Training sessions attached to SPE conferences and workshops follow the cancellation policies stated on the event information page. Please check that page for specific cancellation information.
SPE reserves the right to cancel or re-schedule courses at will. Notification of changes will be made as quickly as possible; please keep this in mind when arranging travel, as SPE is not responsible for any fees charged for cancelling or changing travel arrangements.

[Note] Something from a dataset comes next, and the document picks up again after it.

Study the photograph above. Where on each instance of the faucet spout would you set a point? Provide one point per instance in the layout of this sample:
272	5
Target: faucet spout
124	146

We reserve the right to substitute course instructors as necessary.
Instructor
Claudia Molina brings over 20 years of experience in engineering, business, and data science in the oil exploration and production sector. Focusing on innovation and technology, she specializes in the application of new technologies to optimize production processes. Claudia’s extensive experience includes evaluating new technologies for reservoir characterization and production optimization. In previous roles, she focused on practical numerical solutions for efficient reservoir and late-stage field management. She has also provided training to engineering staff, emphasizing reservoir engineering concepts and the practical application of data science and machine learning. In leadership positions, she has promoted innovation and forward-looking initiatives through the Society of Petroleum Engineers. Claudia holds a master's degree in data science from Harvard University, as well as degrees in Petroleum Engineering and an MBA from the University of Oklahoma.